Bonnie Stiernberg of Paste magazine wrote highly of the episode and called it "a half hour of heartwarming comedy". She was particularly pleased with how Michael was able to overcome Oscar with pathos, and she enjoyed the episode's subplots. Dan Forcella of TV Fanatic praised the episode and awarded it five stars out of five. He wrote that "If my favorite thing for Jim to do is prank Dwight, my second favorite is when he backs Michael." Furthermore, he wrote that "While this A story was filled with plenty of laughs, [...] Dwight's B story was absolutely murderous [and] all gold". He also felt that the C plot was enjoyable, because "Andy is great in small doses".

Myles McNutt of The A.V. Club awarded the episode a "B+" grade.
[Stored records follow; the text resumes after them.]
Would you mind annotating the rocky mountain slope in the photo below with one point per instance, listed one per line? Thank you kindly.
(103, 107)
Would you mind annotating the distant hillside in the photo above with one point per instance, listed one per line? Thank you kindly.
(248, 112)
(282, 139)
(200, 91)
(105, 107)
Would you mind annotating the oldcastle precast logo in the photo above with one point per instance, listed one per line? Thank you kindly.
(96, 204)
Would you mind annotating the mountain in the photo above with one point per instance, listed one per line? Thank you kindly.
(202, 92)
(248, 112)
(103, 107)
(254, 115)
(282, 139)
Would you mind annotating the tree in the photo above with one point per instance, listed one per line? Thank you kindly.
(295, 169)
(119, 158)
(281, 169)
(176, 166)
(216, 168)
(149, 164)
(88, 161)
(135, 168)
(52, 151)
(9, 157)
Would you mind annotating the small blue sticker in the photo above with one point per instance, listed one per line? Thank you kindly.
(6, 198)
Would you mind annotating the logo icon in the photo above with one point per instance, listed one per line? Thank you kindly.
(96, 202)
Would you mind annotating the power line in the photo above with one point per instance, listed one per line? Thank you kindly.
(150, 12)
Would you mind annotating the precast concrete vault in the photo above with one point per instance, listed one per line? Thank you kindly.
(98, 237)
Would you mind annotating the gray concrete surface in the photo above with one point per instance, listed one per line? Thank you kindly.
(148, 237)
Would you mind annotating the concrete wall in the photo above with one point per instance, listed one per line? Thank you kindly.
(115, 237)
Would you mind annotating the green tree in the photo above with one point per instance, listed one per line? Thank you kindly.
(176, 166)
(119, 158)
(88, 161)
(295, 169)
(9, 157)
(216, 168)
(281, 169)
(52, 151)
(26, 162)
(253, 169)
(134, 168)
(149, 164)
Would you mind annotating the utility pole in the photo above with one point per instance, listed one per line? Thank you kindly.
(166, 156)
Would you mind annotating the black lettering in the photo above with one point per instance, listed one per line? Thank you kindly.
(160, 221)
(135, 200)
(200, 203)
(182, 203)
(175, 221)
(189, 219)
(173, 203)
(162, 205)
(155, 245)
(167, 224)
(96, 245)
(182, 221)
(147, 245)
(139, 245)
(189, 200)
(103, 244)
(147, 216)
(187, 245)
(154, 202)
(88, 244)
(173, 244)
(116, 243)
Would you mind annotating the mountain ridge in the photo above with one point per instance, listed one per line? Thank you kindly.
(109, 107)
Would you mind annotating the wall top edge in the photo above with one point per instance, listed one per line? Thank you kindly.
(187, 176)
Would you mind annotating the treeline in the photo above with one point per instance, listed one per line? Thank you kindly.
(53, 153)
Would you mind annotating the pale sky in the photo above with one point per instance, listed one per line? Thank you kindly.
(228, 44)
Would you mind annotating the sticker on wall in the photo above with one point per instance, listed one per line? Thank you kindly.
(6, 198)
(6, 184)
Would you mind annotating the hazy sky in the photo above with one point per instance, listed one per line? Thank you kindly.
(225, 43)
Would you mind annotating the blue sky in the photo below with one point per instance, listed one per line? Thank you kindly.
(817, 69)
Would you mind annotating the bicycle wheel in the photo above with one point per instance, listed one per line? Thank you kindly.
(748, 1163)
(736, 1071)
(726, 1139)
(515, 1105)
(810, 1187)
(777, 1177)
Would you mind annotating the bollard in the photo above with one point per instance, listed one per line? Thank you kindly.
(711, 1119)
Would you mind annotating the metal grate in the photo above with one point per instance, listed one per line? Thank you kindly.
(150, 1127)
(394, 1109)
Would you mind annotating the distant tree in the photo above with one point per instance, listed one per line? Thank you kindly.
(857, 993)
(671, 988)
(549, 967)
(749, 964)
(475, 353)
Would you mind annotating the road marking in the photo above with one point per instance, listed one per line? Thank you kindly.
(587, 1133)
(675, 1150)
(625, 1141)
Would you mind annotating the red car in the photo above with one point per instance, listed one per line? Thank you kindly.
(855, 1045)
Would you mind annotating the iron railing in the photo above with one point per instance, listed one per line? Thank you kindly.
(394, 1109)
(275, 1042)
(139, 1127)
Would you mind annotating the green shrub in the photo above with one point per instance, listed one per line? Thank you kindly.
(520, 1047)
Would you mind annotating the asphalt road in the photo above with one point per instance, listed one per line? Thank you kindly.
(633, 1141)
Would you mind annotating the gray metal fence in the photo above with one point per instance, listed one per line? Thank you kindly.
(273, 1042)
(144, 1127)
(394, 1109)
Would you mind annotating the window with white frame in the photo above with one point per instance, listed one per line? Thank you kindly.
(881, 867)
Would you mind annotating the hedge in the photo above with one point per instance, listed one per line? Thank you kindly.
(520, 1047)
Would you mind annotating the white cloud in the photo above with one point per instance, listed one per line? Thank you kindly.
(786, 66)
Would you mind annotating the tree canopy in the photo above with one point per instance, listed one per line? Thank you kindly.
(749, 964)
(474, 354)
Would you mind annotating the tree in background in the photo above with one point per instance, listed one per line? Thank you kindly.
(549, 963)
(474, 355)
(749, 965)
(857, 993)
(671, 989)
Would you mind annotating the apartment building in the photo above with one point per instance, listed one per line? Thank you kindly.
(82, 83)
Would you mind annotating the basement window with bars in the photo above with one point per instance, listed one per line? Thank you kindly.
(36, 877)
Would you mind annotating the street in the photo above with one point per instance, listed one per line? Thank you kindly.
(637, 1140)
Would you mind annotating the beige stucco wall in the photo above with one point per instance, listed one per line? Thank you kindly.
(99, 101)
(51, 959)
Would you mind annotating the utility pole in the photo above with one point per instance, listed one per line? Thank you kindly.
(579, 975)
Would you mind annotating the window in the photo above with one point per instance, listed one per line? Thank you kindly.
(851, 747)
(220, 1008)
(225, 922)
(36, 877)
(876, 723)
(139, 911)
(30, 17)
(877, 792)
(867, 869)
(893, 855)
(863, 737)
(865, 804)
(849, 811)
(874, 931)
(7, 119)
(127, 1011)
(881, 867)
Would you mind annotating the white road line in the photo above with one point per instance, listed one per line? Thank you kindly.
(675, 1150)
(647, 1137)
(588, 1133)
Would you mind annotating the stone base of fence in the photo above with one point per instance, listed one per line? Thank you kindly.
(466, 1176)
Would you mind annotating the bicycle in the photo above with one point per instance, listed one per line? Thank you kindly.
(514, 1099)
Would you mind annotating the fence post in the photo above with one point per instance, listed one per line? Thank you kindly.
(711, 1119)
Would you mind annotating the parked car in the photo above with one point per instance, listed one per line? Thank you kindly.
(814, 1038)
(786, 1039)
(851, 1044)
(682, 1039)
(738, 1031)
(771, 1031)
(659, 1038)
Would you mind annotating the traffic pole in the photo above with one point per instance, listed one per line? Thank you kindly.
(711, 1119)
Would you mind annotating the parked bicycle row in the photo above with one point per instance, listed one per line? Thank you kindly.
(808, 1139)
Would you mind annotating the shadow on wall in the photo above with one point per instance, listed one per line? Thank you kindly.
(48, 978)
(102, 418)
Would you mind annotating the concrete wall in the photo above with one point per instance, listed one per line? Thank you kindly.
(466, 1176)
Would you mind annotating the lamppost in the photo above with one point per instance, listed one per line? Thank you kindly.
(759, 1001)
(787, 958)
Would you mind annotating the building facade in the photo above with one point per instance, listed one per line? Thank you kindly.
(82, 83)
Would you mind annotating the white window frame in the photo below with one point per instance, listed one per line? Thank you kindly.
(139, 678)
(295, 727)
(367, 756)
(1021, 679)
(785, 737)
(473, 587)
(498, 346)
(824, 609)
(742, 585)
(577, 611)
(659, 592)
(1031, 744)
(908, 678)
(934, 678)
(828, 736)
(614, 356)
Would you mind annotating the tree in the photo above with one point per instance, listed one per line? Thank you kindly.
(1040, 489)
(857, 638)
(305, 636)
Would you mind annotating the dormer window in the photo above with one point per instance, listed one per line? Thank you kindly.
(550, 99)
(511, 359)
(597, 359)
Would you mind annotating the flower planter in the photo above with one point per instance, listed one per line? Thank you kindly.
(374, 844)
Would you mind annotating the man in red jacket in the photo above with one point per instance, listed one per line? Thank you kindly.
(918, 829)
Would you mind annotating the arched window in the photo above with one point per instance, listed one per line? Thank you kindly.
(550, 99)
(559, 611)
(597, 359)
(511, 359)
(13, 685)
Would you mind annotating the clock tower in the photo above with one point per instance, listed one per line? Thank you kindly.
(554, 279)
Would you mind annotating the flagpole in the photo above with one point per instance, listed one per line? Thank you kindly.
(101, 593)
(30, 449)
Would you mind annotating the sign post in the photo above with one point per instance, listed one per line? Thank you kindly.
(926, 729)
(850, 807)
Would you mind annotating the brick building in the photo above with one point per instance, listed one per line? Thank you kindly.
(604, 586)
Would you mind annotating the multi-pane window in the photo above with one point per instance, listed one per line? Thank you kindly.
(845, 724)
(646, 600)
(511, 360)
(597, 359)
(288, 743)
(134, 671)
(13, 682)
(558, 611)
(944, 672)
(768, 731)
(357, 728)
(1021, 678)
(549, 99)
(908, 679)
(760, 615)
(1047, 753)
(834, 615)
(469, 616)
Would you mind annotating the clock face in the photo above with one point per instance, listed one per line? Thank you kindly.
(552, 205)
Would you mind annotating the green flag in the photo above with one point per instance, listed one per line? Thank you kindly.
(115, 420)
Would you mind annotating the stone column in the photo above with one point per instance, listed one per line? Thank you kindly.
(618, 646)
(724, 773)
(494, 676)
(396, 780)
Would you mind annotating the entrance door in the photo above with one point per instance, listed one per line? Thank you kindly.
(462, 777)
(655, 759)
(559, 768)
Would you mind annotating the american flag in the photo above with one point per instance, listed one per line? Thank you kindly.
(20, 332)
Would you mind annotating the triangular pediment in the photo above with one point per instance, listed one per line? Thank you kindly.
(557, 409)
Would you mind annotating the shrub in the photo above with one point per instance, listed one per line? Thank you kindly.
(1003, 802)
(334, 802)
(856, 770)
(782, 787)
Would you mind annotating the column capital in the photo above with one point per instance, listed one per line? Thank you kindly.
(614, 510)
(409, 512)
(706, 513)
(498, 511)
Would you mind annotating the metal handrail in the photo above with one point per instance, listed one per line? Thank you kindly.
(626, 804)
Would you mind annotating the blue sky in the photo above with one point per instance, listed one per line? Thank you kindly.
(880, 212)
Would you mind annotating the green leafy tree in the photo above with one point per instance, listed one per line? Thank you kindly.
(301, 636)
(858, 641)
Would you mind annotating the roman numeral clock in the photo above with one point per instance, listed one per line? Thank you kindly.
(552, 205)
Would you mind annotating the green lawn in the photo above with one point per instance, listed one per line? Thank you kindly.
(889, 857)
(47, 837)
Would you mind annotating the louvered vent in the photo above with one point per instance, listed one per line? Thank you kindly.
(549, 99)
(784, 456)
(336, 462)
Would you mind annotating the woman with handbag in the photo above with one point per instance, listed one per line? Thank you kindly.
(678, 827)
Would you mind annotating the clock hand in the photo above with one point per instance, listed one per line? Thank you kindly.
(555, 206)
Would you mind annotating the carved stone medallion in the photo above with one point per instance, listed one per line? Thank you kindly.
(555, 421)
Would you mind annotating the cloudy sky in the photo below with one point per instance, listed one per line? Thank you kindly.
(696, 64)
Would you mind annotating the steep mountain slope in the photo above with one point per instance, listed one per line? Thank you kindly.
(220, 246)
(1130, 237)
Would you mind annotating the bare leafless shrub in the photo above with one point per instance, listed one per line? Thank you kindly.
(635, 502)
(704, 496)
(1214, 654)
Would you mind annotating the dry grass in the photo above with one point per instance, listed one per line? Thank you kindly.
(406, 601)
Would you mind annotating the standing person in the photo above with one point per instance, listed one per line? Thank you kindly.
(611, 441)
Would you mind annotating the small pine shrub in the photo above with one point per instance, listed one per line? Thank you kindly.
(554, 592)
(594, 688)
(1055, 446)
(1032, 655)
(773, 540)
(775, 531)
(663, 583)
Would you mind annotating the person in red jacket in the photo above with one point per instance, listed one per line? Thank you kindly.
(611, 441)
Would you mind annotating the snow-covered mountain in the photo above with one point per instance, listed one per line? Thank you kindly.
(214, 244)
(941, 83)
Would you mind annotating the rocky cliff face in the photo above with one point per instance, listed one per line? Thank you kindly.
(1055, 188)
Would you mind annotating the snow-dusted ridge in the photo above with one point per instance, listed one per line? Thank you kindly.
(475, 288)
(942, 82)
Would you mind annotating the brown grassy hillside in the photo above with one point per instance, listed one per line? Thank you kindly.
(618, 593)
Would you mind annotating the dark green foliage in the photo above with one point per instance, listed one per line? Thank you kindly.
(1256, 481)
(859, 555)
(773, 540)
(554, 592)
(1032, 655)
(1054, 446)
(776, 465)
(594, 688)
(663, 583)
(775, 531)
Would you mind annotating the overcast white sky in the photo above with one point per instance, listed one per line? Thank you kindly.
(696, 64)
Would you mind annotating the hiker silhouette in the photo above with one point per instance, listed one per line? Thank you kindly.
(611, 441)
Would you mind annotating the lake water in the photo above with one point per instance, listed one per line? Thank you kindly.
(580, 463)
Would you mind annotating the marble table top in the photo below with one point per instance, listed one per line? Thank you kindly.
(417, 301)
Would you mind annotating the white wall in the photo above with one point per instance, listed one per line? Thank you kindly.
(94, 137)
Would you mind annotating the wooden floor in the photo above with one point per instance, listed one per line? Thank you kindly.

He noted that The Office was not suited for political examination, because, as the show is grounded in reality, the concept of the office as "a microcosm for global politics is … uneven." However, McNutt argued that because the show used the conceit of China as a "red herring [...] to introduce a story about Oscar as 'Actually,' and the gap between Michael’s rhetorical potential and his actual knowledge of just about any subject", the story "steps back and finds a small moment within [the larger] conflict." McNutt also enjoyed the B-plot with Pam and Dwight, noting that the ending was "honestly quite sweet".